Anorexia Nervosa

Signs/Symptoms

Anorexia is often driven by perfection. In her previously cited New York Time's best seller, Aimee Liu states that the eating disordered can be divided amongst three groups. (1) Overcontrolled (2) Perfectionists (3) Undercontrolled. "Though filled with self-loathing, anorexics [practice] self-discipline...which they often take to extremes of self-denial and self-punnishment..." (Liu, p39) Bulimics, on the other hand, often display "self-doubt" and "self-contempt." (Liu) "Anorectics, not known for their sisterhood, are notoriously preoccupied with the self". (Brumberg, p 39)

"[One with anorexia] operates under the astounding illusion that she can escape the flesh, and, by association, the realm of emotions." -Marya Hornbacher

"Anorexia is a pathology of the ordinary issues of adolescent passage." (Brumberg, p. 30)

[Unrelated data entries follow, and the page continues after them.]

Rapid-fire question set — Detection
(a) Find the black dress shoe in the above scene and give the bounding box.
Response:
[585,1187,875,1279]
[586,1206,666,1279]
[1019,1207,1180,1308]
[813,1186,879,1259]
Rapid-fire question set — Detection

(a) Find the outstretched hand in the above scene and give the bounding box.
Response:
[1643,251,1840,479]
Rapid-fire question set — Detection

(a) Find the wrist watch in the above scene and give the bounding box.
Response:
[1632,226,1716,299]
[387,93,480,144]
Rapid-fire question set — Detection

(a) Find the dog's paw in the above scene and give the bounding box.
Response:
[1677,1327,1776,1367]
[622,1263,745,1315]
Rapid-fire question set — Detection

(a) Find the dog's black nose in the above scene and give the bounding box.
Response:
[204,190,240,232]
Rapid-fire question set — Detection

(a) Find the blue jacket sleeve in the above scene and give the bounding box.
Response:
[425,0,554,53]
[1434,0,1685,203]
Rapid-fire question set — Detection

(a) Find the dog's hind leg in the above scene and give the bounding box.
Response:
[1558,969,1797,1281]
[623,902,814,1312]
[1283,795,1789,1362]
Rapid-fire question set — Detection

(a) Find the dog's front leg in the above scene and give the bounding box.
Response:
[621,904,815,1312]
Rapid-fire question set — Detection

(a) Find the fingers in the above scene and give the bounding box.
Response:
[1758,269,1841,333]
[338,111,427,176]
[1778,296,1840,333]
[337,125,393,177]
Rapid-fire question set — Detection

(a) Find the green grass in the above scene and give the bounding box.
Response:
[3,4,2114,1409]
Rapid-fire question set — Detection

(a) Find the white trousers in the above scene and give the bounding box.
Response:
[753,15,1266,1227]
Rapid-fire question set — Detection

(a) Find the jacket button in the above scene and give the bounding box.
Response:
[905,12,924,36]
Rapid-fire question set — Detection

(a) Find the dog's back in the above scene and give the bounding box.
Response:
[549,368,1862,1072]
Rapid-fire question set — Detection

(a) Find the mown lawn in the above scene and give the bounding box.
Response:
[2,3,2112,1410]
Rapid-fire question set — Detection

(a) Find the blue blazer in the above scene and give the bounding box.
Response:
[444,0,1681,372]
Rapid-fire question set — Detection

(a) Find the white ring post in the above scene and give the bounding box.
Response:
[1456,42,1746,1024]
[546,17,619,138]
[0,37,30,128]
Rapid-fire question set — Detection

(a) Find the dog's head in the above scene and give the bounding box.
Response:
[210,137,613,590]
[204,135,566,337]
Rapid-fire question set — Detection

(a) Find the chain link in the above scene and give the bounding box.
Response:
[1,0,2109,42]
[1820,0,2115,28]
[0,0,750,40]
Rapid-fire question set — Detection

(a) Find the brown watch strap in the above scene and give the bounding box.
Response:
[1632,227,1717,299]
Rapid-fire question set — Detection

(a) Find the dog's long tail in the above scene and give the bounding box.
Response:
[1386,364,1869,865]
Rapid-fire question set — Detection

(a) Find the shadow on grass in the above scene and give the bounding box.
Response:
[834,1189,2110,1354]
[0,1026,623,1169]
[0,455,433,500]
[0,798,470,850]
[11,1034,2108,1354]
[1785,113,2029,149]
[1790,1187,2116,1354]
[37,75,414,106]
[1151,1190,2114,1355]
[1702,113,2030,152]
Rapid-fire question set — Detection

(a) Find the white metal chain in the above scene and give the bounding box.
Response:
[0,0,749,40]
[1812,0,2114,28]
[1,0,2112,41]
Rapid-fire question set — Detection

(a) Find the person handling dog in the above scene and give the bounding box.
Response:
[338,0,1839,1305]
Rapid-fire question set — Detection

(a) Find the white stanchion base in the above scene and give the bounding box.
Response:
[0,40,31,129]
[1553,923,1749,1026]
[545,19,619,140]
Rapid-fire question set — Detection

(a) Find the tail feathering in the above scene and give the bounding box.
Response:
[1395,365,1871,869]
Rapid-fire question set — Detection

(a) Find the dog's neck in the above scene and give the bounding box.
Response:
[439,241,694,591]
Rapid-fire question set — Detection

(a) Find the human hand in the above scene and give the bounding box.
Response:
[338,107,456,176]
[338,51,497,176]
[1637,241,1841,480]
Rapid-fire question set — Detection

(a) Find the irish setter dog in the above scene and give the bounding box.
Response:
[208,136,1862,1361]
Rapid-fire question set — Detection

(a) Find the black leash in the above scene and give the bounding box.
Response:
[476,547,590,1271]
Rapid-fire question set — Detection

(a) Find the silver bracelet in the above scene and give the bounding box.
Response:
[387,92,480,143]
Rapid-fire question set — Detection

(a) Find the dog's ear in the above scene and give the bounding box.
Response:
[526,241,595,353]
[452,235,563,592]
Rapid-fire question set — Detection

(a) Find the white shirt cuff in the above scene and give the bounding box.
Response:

DMS-IV Diagnostic Criteria:

A. Refusal to maintain body weight at or above a minimally normal weight for age and height (e.g., weight loss leading to maintenance of body weight less than 85% of that expected; or failure to make expected weight gain during period of growth, leading to body weight less than 85% of that expected).

B. Intense fear of gaining weight or becoming fat, even though underweight.

C. Disturbance in the way in which one's body weight or shape is experienced, undue influence of body shape on self-evaluation, or denial of the seriousness of the current low body weight.

D. In postmenarcheal females, amenorrhea, i.e., the absence of at least three consecutive menstrual cycles.